By James DeGiulio --
Last year we reported that gene therapy was experiencing a revival of sorts, now that many of the safety concerns raised from early clinical trials have been resolved (see "Gene Therapy Experiencing a Revival"). However, this revival has not yet produced marketable therapeutics, as the FDA has yet to approve a gene therapy therapeutic in the U.S., and in March 2010, the European Medicines Agency (EMA) rejected Europe's first filed gene therapy application. Expectations in the field were that Amsterdam Molecular Therapeutics' (AMT) new Glybera therapy could very well be the first for approval -- but on June 24, AMT announced that the EMA had rejected its application for a gene therapy therapeutic for lipoprotein lipase deficiency (LPLD). AMT moved quickly and has already filed an application for re-examination. However, the reward for the first approved gene therapy therapeutic in a registered market remains unclaimed.
Glybera (alipogene tiparvovec) was developed as a treatment for the rare genetic disorder LPLD. Because of a defective gene, LPLD patients do not produce an enzyme that normally breaks down a certain type of fat carrying particles in the blood. Glybera uses an adeno-associated virus (AAV) vector that carries a gene for lipoprotein lipase, which restores the enzyme's activity required to process the fat carrying particles. LPLD patients have extremely high fat levels in their blood, resulting in recurrent and potentially lethal pancreatitis as well as an increased risk of cardiovascular complications and diabetes. Currently, there exists no effective treatment or cure for the serious disease.
The EMA told AMT that it has not provided enough evidence of the long-term efficacy of the product. LPLD is an extremely rare condition, and the clinical trial data submitted to EMA for approval included only 27 patients.
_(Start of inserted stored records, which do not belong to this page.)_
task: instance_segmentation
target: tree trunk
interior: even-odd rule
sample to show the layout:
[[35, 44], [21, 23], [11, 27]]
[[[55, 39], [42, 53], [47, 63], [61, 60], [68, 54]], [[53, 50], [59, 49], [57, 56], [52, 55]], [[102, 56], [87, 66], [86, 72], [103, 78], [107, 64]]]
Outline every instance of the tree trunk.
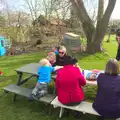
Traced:
[[95, 53], [101, 51], [101, 44], [106, 34], [108, 22], [114, 9], [116, 0], [109, 0], [105, 13], [103, 14], [104, 0], [99, 0], [96, 28], [88, 16], [83, 0], [70, 0], [79, 20], [82, 23], [87, 38], [87, 52]]

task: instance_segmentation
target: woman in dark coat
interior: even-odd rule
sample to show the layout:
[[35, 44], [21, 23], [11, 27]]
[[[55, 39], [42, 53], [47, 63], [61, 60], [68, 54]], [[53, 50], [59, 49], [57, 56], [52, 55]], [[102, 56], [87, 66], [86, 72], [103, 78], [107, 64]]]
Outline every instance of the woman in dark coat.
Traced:
[[93, 108], [103, 118], [120, 118], [120, 76], [119, 64], [110, 59], [106, 64], [105, 73], [98, 76], [98, 91]]
[[[65, 66], [69, 58], [72, 58], [72, 57], [67, 55], [66, 48], [64, 46], [60, 46], [58, 50], [58, 55], [56, 55], [55, 65]], [[75, 58], [72, 58], [72, 59], [74, 63], [77, 64], [78, 62], [77, 59]]]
The EMA said at present there are too few patients for whom sufficiently long-term data were available, and as a result, there was insufficient evidence of a reduction in the rate of pancreatitis. Importantly, the EMA did not have any concerns about the safety of Glybera, which supports an emerging inclination that the safety of gene therapy is no longer the roadblock to regulatory approval as it has been in the past. Indeed, the first gene therapy product ever to be filed for approval with EMA was Cerepro, a gene therapy for treating brain cancer, which also presented no concerns about the safety of the product. The EMA refused approval of Cerepro because there was not enough evidence that Cerepro was effective.
AMT believes it can avoid the pitfalls of Cerepro, and has already filed for re-examination of its application. AMT must now collect more data to show that there is a long-term reduction in the incidence of pancreatitis in treated patients. AMT said it will be possible to generate the additional data required from the existing treated patients, and the data will come from a trial which the company had already planned to do as a postmarketing study. AMT hopes to garner the additional data and resubmit the Glybera file by the end of 2011. In addition to its pursuit of Glybera, AMT will also continue development of other gene therapy products in the company's pipeline, such as therapeutics for Parkinson's disease and Huntington's disease. AMT is also preparing to apply for market approval of Glybera in Canada and the U.S.
Remind me why we require efficacy showings in cases like this where safety is not in debate, the patient population is small, under the care of specialists and extremely unlikely to be lead astray by patent medicine flimflam, and the health issues are life-threatening? Other than, of course, regulators sacrificing at the altar of statistics and Government health care systems apoplectic at the costs.